The formation of tiered oligonomies helps explain the rapid concentration in most industries. A new oligopoly or oligopsony restores, to some extent, balance between layers of the market. But in most cases, two distinct groups are left out of any oligonomy. Individual end-users (shoppers, patients, TV watchers) have only one power in an oligonomy, that of refusing (easier done when buying candy or watching TV than when having an appendix removed). These choices are hard to organize and to sustain. On the other hand, the workers or small producers who are at the other end of the oligonomy have little power. The cocoa grower, the dairy farmer, the nurse, the cameraman have little leverage in the oligonomy. Exceptions include growers associations and unions, but these have been losing ground fast in the last twenty years.

As I see it, oligonomies are spreading in almost every market and market segment. Being both an oligopoly and an oligopsony is a very advantageous position. But it is also, for many companies, a necessary defensive move.

Source: www.oligopolywatch.com

REBUTTAL COMMENT
You should not dismiss the role of unions and growers' associations so easily. Sure, unions in developed countries are losing ground because they have accomplished most of the admirable corrections to unfair wages and miserable working conditions that were their original raison d'etre. Today many of them have themselves become oligarchies making a show of pitting the greed of their employees against the greed of the corporations' managers. In undeveloped countries, however, they can still operate to address basic human exploitation or misery. In fact, oligonomy can be made self-correcting, fair, and desirable by ensuring unions perform the vital function of ensuring oligonomies are good and not bad. A good oligonomy includes a direct information link from supplier and consumer, which is what is missing from the bad oligonomy model you describe. A bad oligonomy leads to unfair exploitation of both farmers and consumers. To use your chocolate industry example, chocolate grower associations or unions work along with an independent standards setting body to codify fair labour/farming practices. Consumer products that meet these standards are labelled as such. A judiciary enforces true and not misleading labelling practices.
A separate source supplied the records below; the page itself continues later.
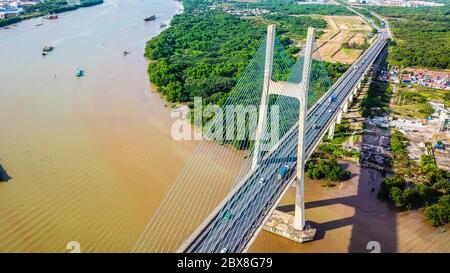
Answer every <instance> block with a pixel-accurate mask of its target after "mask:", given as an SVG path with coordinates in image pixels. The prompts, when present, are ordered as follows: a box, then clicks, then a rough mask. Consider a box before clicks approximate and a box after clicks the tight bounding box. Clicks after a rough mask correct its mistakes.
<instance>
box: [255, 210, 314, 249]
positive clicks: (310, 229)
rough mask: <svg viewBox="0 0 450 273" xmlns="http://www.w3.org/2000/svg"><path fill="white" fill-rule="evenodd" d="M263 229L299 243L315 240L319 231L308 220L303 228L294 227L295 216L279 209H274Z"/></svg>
mask: <svg viewBox="0 0 450 273" xmlns="http://www.w3.org/2000/svg"><path fill="white" fill-rule="evenodd" d="M263 229H264V230H266V231H269V232H272V233H274V234H277V235H279V236H282V237H284V238H287V239H289V240H293V241H296V242H298V243H306V242H310V241H313V240H314V237H315V236H316V232H317V230H316V229H315V228H313V227H311V226H309V225H308V221H306V223H305V227H304V228H303V230H298V229H296V228H294V216H293V215H290V214H288V213H285V212H281V211H278V210H274V212H273V213H272V215H271V216H270V218H269V219H268V220H267V222H266V223H265V224H264V227H263Z"/></svg>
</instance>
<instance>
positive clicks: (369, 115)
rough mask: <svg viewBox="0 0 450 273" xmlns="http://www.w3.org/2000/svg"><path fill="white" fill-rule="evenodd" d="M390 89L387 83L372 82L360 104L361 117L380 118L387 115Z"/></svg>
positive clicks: (377, 81)
mask: <svg viewBox="0 0 450 273" xmlns="http://www.w3.org/2000/svg"><path fill="white" fill-rule="evenodd" d="M391 92H392V87H391V86H390V84H389V83H387V82H383V81H377V80H373V81H372V82H371V83H370V85H369V90H368V91H367V93H366V95H365V96H364V97H363V99H362V102H361V115H362V116H363V117H373V116H380V115H383V114H386V113H388V111H389V100H390V98H391Z"/></svg>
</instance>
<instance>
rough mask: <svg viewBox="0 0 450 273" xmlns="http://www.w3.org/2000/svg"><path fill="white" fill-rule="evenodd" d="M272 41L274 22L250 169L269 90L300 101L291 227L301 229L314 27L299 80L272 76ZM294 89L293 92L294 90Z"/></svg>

The consumer can confidently read the codified practices represented by the label and decide how much extra to pay for certified fair trade chocolate rather than unlabelled chocolate picked by slave labour. This empowers the consumer with options other than just refusal. This, in turn drives the middleman oligopolies to better the lot of humanity as well as themselves. It also suggests the oligonomy in and of itself may not be a bad thing provided that it is not enacted as a hierarchical structure with producer and consumer at bottom tiers separated by intervening layers of oligopolies as in your blog. The good oligonomy is rather modeled as a ring structure with producer and consumer having both a direct informational link (e.g. through the chocolate grower association label) and an indirect physical link through the commodity distributed by the intervening layers of oligopolies.
IMFutureTrends • 11/29/06; 12:17:02 AM

Views: 3876

Comment by Cromag on May 7, 2009 at 12:16pm
Oligopolies have been around as long as commerce has. The term denotes a situation where there are few sellers for a product or service. The members of an oligopoly change the nature of a free market. While they can't dictate price and availability like a monopoly can, they often turn into friendly competitors, since it is in all the members' interest to maintain a stable market and profitable prices.
The new oligopoly is made up of multinational corporations that have chosen specific product or service categories to dominate. In each category, over time, only two to four major players prosper. Starting a new company in that market segment is difficult, and the few that do succeed are often gobbled up or run out of business by the oligopolies.
Few multinationals aspire to be monopolies. Monopolies attract government regulation and consumer anger (just ask Microsoft). Small oligopolies (such as Coke, Pepsi, and Cadbury-Schweppes) make plenty of money and avoid the constant attention of the regulators.